How To Setup Spark Scala SBT in Eclipse

This post explains How To Setup Spark Scala SBT in Eclipse . Normally running any Spark application especially in Scala is a bit lengthy since you need to code, compile , build jar and finally deploy or execute it.

Alternatively we can also use Eclipse . Eclipse is a FREE IDE - immensely used for writing Java or Scala code. So if we can Integrate the Spark environment in Eclipse , it is of Big Help - we can quickly run , debug and unit test the code changes without the pain of a Lengthy process . I will explain a Step by Step process to do so -

Part 1 - Set up The Environment :

1. Create and Verify The Folders

Create the below folders in C drive.
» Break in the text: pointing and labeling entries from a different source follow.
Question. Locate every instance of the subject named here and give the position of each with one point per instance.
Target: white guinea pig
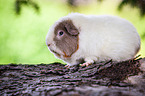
(78, 38)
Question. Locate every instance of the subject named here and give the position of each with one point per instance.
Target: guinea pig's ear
(71, 29)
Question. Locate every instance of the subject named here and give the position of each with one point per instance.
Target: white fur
(101, 38)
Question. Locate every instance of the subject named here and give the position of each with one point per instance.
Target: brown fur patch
(68, 43)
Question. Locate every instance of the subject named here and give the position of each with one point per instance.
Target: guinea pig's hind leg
(87, 62)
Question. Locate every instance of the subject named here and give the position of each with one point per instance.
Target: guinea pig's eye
(60, 33)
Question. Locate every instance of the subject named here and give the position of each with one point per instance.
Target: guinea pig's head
(62, 38)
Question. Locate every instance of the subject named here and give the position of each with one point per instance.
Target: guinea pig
(78, 38)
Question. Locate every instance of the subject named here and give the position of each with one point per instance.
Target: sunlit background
(22, 33)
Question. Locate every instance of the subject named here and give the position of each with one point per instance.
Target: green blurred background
(22, 37)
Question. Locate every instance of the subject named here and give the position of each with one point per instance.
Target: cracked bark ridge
(102, 79)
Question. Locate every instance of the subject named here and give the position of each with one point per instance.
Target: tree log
(126, 78)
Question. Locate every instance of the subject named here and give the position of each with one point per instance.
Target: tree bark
(125, 78)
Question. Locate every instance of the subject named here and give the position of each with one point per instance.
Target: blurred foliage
(22, 38)
(134, 3)
(20, 3)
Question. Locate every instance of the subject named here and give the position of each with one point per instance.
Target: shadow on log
(125, 78)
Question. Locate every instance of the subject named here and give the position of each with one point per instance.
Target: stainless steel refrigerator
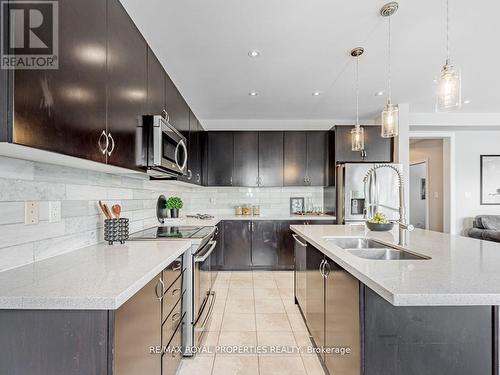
(353, 198)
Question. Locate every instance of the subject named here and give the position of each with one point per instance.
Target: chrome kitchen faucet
(371, 177)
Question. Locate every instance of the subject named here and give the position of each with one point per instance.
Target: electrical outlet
(31, 212)
(54, 212)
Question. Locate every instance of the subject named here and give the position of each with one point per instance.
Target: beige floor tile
(210, 340)
(312, 365)
(240, 306)
(241, 275)
(281, 338)
(281, 365)
(263, 275)
(286, 293)
(241, 284)
(297, 322)
(198, 365)
(266, 293)
(264, 283)
(236, 365)
(286, 282)
(272, 322)
(303, 340)
(236, 293)
(269, 306)
(215, 322)
(291, 307)
(231, 338)
(226, 275)
(238, 322)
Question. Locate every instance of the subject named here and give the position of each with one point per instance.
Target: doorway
(419, 202)
(429, 178)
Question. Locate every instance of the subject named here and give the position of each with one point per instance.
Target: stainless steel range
(198, 278)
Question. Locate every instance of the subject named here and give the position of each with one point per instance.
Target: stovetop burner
(171, 232)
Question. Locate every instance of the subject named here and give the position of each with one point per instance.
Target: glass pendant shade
(449, 90)
(358, 138)
(390, 121)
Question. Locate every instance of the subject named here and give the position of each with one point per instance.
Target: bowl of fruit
(379, 223)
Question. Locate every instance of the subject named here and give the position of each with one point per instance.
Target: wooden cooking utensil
(101, 205)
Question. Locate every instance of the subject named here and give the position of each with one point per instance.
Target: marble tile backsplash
(81, 221)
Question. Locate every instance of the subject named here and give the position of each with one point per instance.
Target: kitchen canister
(116, 230)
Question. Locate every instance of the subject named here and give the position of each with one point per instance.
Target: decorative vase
(174, 213)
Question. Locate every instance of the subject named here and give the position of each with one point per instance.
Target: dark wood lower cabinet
(237, 245)
(100, 342)
(381, 339)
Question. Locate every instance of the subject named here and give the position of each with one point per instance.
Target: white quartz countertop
(99, 277)
(461, 271)
(186, 221)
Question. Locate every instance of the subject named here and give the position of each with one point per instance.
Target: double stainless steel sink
(375, 250)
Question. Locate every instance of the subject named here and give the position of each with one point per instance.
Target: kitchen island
(435, 315)
(97, 310)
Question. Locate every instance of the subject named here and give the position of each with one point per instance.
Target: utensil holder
(116, 230)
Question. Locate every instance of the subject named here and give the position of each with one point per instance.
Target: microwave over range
(163, 150)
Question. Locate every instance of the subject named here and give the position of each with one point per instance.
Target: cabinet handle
(321, 268)
(177, 268)
(165, 115)
(99, 142)
(112, 144)
(326, 269)
(299, 241)
(176, 317)
(159, 294)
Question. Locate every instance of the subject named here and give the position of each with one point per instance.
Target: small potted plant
(174, 204)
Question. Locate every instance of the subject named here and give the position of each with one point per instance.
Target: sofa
(486, 227)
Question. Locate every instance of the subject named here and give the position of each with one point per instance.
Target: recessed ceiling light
(254, 53)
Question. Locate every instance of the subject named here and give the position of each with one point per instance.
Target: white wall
(78, 191)
(469, 146)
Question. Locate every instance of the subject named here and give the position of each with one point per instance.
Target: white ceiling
(305, 46)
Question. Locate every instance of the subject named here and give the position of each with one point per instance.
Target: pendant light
(390, 114)
(357, 133)
(449, 88)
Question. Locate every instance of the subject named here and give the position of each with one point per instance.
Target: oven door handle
(202, 258)
(210, 310)
(183, 145)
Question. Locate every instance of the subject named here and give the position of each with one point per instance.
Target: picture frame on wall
(490, 179)
(297, 205)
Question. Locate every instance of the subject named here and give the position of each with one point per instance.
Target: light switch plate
(54, 212)
(31, 212)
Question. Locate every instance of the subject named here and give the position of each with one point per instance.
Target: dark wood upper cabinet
(237, 244)
(127, 84)
(295, 158)
(271, 158)
(377, 149)
(246, 159)
(219, 159)
(64, 110)
(156, 85)
(316, 158)
(265, 243)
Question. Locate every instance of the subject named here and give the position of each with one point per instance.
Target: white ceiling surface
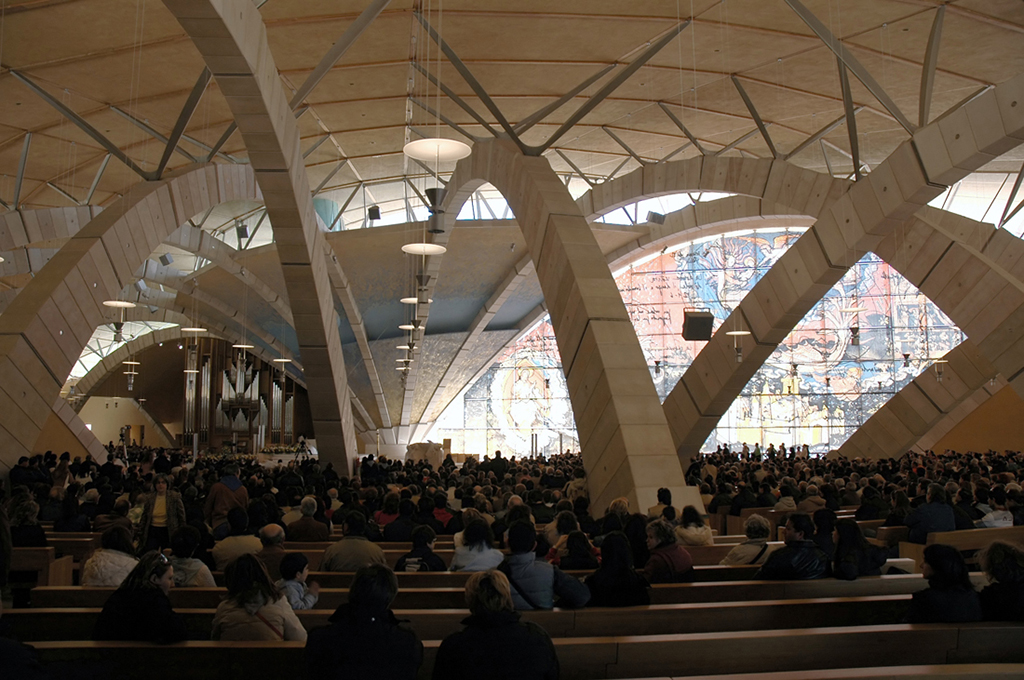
(108, 59)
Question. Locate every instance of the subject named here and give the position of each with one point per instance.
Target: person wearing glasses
(140, 609)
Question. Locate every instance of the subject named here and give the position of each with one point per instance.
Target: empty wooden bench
(585, 657)
(76, 624)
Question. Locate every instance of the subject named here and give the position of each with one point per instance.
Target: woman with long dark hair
(615, 583)
(255, 609)
(949, 597)
(139, 609)
(163, 514)
(855, 556)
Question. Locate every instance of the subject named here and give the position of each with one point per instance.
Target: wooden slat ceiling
(98, 54)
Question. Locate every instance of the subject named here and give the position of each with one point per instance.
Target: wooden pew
(439, 598)
(957, 671)
(49, 569)
(969, 539)
(458, 579)
(78, 624)
(584, 657)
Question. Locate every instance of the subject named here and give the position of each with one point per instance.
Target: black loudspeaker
(697, 325)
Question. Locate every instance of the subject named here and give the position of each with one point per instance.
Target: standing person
(255, 609)
(949, 597)
(224, 496)
(364, 640)
(139, 609)
(495, 643)
(163, 514)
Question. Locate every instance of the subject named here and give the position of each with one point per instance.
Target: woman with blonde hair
(495, 643)
(1003, 599)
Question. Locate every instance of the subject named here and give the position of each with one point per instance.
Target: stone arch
(241, 60)
(847, 227)
(47, 325)
(112, 362)
(626, 443)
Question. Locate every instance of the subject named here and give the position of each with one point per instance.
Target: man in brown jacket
(225, 495)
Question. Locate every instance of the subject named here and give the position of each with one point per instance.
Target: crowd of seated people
(518, 525)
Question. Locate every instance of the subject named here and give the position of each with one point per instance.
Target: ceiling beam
(338, 49)
(851, 117)
(928, 72)
(610, 87)
(186, 113)
(756, 116)
(851, 62)
(83, 125)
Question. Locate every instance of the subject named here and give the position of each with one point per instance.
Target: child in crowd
(294, 571)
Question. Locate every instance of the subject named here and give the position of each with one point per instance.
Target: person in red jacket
(224, 496)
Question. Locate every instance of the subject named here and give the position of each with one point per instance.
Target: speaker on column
(697, 325)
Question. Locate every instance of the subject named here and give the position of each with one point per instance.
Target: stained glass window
(816, 388)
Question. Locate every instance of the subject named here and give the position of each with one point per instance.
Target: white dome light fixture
(424, 249)
(437, 150)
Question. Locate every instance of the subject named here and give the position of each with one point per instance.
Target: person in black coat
(615, 583)
(855, 556)
(422, 556)
(364, 639)
(139, 610)
(949, 597)
(495, 643)
(800, 558)
(1004, 598)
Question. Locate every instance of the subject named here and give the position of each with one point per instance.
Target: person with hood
(188, 571)
(692, 530)
(163, 514)
(364, 640)
(110, 565)
(812, 503)
(785, 502)
(755, 549)
(495, 643)
(577, 486)
(669, 561)
(255, 609)
(224, 496)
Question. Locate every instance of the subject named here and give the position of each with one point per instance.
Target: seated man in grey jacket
(535, 583)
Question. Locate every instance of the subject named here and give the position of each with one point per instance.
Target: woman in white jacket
(255, 609)
(692, 530)
(113, 562)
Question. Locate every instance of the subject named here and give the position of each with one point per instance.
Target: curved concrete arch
(774, 181)
(113, 362)
(46, 227)
(241, 60)
(202, 243)
(856, 222)
(626, 443)
(969, 379)
(47, 325)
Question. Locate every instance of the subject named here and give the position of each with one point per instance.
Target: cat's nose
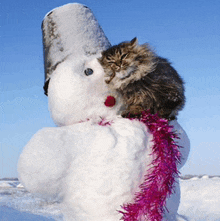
(117, 67)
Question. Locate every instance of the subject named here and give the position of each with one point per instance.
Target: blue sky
(186, 32)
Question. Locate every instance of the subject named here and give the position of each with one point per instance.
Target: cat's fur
(145, 80)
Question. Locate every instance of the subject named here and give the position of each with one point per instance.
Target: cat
(144, 80)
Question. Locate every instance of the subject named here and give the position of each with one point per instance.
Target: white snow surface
(92, 169)
(200, 200)
(71, 31)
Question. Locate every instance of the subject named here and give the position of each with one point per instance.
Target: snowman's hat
(70, 31)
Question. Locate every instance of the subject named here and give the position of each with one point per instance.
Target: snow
(200, 201)
(71, 32)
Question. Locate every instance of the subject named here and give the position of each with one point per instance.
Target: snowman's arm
(44, 161)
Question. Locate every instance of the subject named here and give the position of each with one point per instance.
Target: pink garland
(159, 182)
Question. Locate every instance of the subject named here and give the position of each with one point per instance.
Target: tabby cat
(145, 80)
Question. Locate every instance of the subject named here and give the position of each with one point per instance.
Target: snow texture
(90, 169)
(200, 200)
(72, 32)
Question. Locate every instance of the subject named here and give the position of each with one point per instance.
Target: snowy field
(200, 201)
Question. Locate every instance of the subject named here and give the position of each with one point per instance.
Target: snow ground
(200, 201)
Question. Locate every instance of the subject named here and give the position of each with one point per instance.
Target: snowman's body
(95, 169)
(96, 160)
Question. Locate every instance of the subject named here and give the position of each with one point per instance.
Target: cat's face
(122, 62)
(119, 61)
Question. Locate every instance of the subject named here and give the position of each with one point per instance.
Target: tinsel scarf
(150, 202)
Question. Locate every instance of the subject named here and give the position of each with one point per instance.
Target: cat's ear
(134, 41)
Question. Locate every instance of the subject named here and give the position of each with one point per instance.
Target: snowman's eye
(88, 71)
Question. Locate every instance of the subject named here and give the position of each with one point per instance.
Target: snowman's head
(77, 92)
(73, 40)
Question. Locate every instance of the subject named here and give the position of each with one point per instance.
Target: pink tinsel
(149, 204)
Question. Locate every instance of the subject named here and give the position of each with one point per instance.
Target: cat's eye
(88, 71)
(124, 56)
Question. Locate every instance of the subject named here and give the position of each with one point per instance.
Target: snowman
(95, 162)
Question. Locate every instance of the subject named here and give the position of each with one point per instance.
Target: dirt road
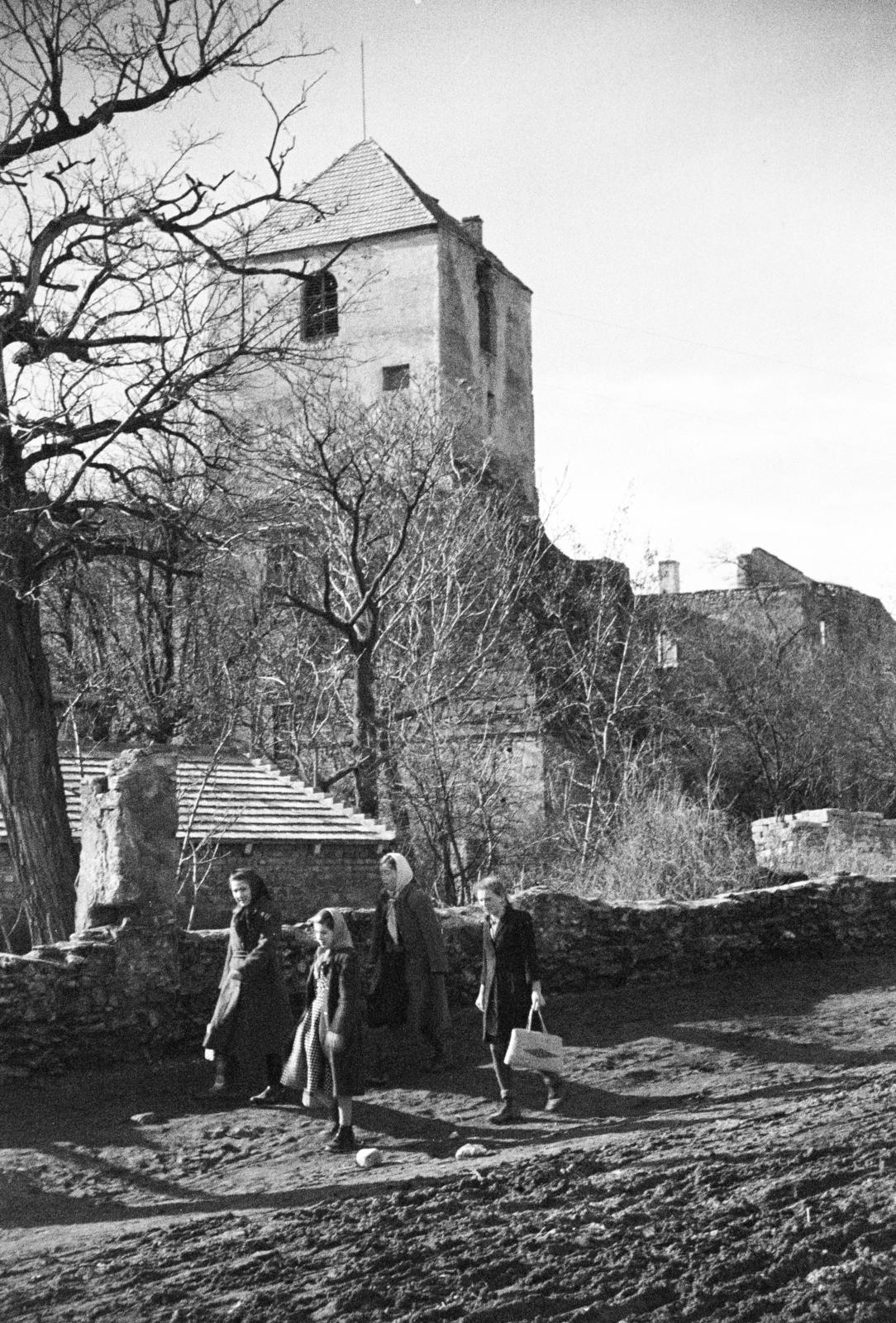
(727, 1153)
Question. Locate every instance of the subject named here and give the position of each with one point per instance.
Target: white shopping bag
(530, 1049)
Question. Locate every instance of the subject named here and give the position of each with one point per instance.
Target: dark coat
(251, 1016)
(346, 1016)
(509, 970)
(407, 982)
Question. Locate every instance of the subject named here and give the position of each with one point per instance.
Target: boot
(439, 1064)
(507, 1113)
(555, 1093)
(342, 1141)
(267, 1097)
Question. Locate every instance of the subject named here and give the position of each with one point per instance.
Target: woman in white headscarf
(408, 963)
(326, 1058)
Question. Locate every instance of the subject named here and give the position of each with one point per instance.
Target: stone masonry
(827, 840)
(73, 1005)
(128, 844)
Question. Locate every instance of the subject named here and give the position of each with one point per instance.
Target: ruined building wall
(501, 374)
(74, 1007)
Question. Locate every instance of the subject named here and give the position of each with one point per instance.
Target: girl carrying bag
(534, 1049)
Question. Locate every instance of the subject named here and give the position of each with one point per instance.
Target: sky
(701, 196)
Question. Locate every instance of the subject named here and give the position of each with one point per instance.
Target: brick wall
(302, 877)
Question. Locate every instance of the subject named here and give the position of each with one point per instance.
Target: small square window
(666, 652)
(397, 377)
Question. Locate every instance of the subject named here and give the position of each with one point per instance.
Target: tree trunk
(32, 798)
(365, 733)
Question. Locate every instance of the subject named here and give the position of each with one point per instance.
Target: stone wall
(74, 1005)
(822, 840)
(302, 879)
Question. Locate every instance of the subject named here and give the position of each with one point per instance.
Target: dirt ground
(727, 1151)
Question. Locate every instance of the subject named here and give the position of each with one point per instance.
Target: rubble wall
(827, 840)
(74, 1005)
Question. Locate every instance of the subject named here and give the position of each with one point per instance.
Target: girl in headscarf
(326, 1058)
(251, 1018)
(408, 963)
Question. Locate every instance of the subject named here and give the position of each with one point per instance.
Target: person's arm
(348, 991)
(430, 926)
(260, 958)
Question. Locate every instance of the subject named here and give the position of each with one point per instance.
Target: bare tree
(115, 286)
(398, 573)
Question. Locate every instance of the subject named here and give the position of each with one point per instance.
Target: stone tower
(399, 290)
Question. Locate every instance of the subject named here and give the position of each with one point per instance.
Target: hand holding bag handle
(536, 1049)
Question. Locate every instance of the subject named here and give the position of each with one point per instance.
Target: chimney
(474, 227)
(669, 581)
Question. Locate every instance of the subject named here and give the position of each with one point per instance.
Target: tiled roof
(241, 800)
(361, 193)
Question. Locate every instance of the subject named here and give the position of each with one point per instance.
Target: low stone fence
(117, 994)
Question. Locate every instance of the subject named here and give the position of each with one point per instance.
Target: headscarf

You can also use any other drive . But for this post , I am considering the C Drive for the set-up. 1.1. For Spark - C:\Spark 1.2. For Hadoop - C:\Hadoop\bin 1.3. For Java - Check where your Java JDK is installed. If Java is not already installed , install it from Oracle website (https://java.com/en/download/help/windows_manual_download.xml) . Ideally Java version 8 works fine without any issues so far. So try that. Lets assume Java is installed . Note down the Java JDK path. Typically it is like - C:\Program Files\Java\jdk1.8.0_191. It might be different based on what folder you choose. But whatsoever , Note the path down. We will need all the above 3 Folder names in our next steps.

2. Downloads

Download the following - > Download Spark from - https://spark.apache.org/downloads.html Extract the files and place it in - C:\Spark. e.g If you have downloaded spark 2.2.1 version and extracted , it will look something like - C:\Spark\spark-2.2.1-bin-hadoop2.7

> Download winutils.exe from - https://github.com/steveloughran/winutils/blob/master/hadoop-2.7.1/bin/winutils.exe

Copy the winutils.exe file in C:\Hadoop\bin

3. Environment Variable Set-up

Let's set up the environment variable now. Open the Environment variables windows . And Create New or Edit if already available. Based on what I have chosen , I will need to add the following variables as Environment variables - SPARK_HOME - C:\Spark\spark-2.2.1-bin-hadoop2.7 HADOOP_HOME - C:\Hadoop JAVA_HOME - C:\Program Files\Java\jdk1.8.0_191 These values are as per my folder structure. Please try to keep the same folder structure. For my case , it looks like below once I set-up the environment variables -

Also Add Java & Spark bin dir location in your Windows Path Variable. For my case the dir locations are below. I have added them to my Windows PATH variable. C:\Program Files\Java\jdk1.8.0_191 C:\Spark\spark-2.2.1-bin-hadoop2.7

4. Eclipse

I believe Eclipse might already have been set up in your system. If not you can install Eclipse from - https://www.eclipse.org/downloads/packages/ Setting up Eclipse is Quite straightforward. So I am gonna safely skip this part.

5. Maven

Add Maven plugin to your Eclipse using "Help" --> Install New Software option. Use below link - http://download.eclipse.org/technology/m2e/releases/

6. Scala

This is important - Version of Scala Software to be installed needs to EXACTLY SAME as the Scala version mentioned in the Spark. To verify , in windows command line type spark-shell and you will notice the Compatible version of Scala mentioned. Snapshot of the message from my Terminal - Using Scala version 2.11.8 (Java HotSpot(TM) 64-Bit Server VM, Java 1.8.0_191) Type in expressions to have them evaluated. Type :help for more information. So I know my Compatible Scala version is 2.11.8. Find your version - https://www.scala-lang.org/download/all.html Download & install. Verify the version - scala -version

7. SBT - Scala Build Tool

Download and install from - https://www.scala-sbt.org/download.html

8. Eclipse Plugin for Scala

Download and install Scala plugin for eclipse . Download from - https://marketplace.eclipse.org/content/scalastyle

Part 2 - Set Up For Project Specific :

1. Folder


// 1. Make a Project Folder 
mkdir SimpleApp

#Create folder structure within "SimpleApp" dir
mkdir lib, project, target, src
mkdir src/main, src/test 
mkdir src/main/java ,src/main/resources ,src/main/scala 
mkdir src/test/java, src/test/resources, src/test/scala

2. Build.sbt

Ensure the scala version & Spark version used in below matches exactly what you see while running "spark-shell" command.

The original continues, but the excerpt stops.